Прибежавший с берега Волхова в графский дом Петр Федоров застал графа уже вставшим; он был одет в серый военного покроя сюртук на беличьем меху и ходил взад и вперед по своему обширному кабинету, пристально взглядывая по временам на висевший на стене большой во весь рост портрет государя Александра Павловича работы Дау. Это было его обыкновенное утреннее занятие.

Граф думал.

Скрип двери вывел его из ежедневных дум о минувшем.

– Кто там? – раздражительно произнес Алексей Андреевич, не любивший, чтобы его беспокоили тотчас после того, как он встал с постели.

В дверях появился бледный Семидалов. Его растерянный вид не ускользнул от зоркости графа.

– Что случилось?

Семидалов начал подробный доклад.

– Что же в этом особенного? Мало ли на свете негодяев, способных и не на такое преступление. Дать сейчас же знать сотскому и исправнику.

Алексей Андреевич присел к столу, на котором стоял его утренний кофе.

Петр Федоров наклонился к графу и что-то прошептал. Последний вскочил.

– Ты врешь, не может быть! – воскликнул он.

– Как бы я смел соврать вашему сиятельству.

– Но как же это… столько лет… как можно узнать?

– Видимо, не особенно давно, ваше сиятельство, черты сохранились, глаза.

Семидалов вздрогнул.

– Идем, я хочу убедиться сам… – торопливо взяв со стола фуражку, сказал граф.

Петр Федоров почтительно отворил дверь кабинета и, пропустив графа, последовал за ним.

Алексей Андреевич шел быстро, и они скоро достигли того места берега, где лежал невод с так поразившей и графа, и Семидалова утопленницей.

Аракчеев долго всматривался в покойницу.

– Ты прав – это она! – сказал он Петру Федорову и с поникшей головою отправился к себе в дом.

– Дать тотчас же знать сотскому и исправнику, и как приедут, пусть явятся ко мне! – отдал он приказание сопровождавшему его Семидалову и удалился в кабинет.

IV
В Москве

Дом вдовы действительного тайного советника Ольги Николаевны Хвостовой находился в Москве на Сивцевом Вражке – в местности между Арбатом и Пречистенкой.

Это был деревянный на каменном фундаменте, окрашенный в традиционную серую краску, старинный барский дом. Он стоял в глубине двора с круглым палисадником посредине, так что дорога к подъезду, обтянутому и зиму и лето полосатым тиком, шла вокруг этого палисадника.

Дом как бы разделялся подъездом на две половины; шесть высоких окон по фасаду каждой половины на ночь плотно затворялись ставнями, окрашенными в зеленую краску и с вырезанными в верхней их части сердцами.

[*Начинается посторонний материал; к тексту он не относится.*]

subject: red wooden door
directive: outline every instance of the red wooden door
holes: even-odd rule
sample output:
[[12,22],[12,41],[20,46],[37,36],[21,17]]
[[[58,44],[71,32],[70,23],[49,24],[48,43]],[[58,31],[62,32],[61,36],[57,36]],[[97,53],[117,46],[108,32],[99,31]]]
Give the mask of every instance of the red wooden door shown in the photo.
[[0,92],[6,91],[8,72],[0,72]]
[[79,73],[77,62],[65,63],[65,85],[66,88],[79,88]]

По бокам деревянного решетчатого забора, окрашенного тоже в серую краску, с такими же репчатыми воротами посредине, находились два флигеля, в три окна каждый, выходящий на улицы. В правом флигеле помещалась кухня, а в левом людская – оба флигеля были соединены с главным домом крытыми галереями. За домом был тенистый сад, а за обоими флигелями тянулись обширные надворные постройки.

 

Таковы были владения вдовы действительного тайного советника Ольги Николаевны Хвостовой.

Сама хозяйка – высокая, худая старуха, лет около шестидесяти, с белыми, как лунь, волосами, причудливые букли которых спускались на виски из-под никогда не покидавшего голову Ольги Николаевны черного кружевного чепца с желтыми муаровыми лентами, одетая всегда в темного цвета платье из легкой или тяжелой материи, смотря по сезону – производила впечатление добродушной и сердечной московской аристократки, тип, сохранившийся в сановных старушках Белокаменной и до сего дня.

Властность в каждом взгляде и движении, наряду с отсутствием напускной чопорности и жеманства – служили в Хвостовой признаками истой родовитости, да и на самом деле она была последним отпрыском знатного, но обедневшего рода князей Брянских. Все окружающие ее любили и все боялись ее сдержанного гнева, никогда даже не выражавшегося крикливою нотою.

В молодости Ольга Николаевна была выдающеюся красавицей, о чем красноречиво говорили тонкие черты ее старческого лица, и украшением двора императрицы Екатерины II, при котором она была фрейлиной и в водовороте блеска и роскоши которого погибло громадное состояние ее родителей.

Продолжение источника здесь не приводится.